Las Chicas Superpoderosas no me pertenecen, yo solo tomo prestados a los personajes para escribir historias y divertirme. Así que diviertánse, es gratis.

Este drabble forma parte de la actividad del fictober.

Día 14: Posesión.


El tirón en su mano le recordó lo importante que era seguir caminando, su madre avanzaba sin pausas, sin mirar atrás para asegurarse de que, efectivamente, su pequeña niña lo hacía también.

Debería de caminar aún si ella no le decía nada. Era un viaje rutinario al mercado, necesitaban algunas cosas para la casa, paja para las goteras del techo, comida para mantener llena la barriga de Buttercup, y hierbas. Muchas hierbas para los conjuros de mamá.

Aunque estos se conseguían en el bosque, no en el mercado.

Y por eso es que su madre tenía tanta prisa, quería hacer el viaje mientras la luz del sol estuviera visible, así la gente no empezaría a hablar. Suficiente tenían ya con los rumores de su padre; lo habían visto vagando por la noche en el bosque. Después de la luna llena. Tenía que ser una especie de brujo para hacer esas cosas.

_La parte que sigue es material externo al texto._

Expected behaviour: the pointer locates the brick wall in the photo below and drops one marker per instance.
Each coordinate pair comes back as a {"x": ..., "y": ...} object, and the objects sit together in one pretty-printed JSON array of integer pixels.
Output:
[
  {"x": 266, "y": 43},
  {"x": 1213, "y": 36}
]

Cuando la única verdad era que ese idiota, ese pedazo de carne humana tuvo la grandísima idea de tropezarse con una tumba de camino a casa, por supuesto, y cómo no supo acomodar las cosas tal cuál las encontró, aquel rencoroso espíritu tomó posesión de su cuerpo. No importó lo mucho que la mamá de Buttercup le rogara mantener a su esposo fuera del bosque, aquel ser lo llevó hasta lo profundo del bosque.

—¡No te atrases, niña! —bramó la mujer, tirando del pequeño brazo—. Debemos aprovechar la luz.

Repitió. Buttercup empezó a correr para ir al paso de su madre, viendo el bosque.

¿Acaso papá volvería esa noche a dormir?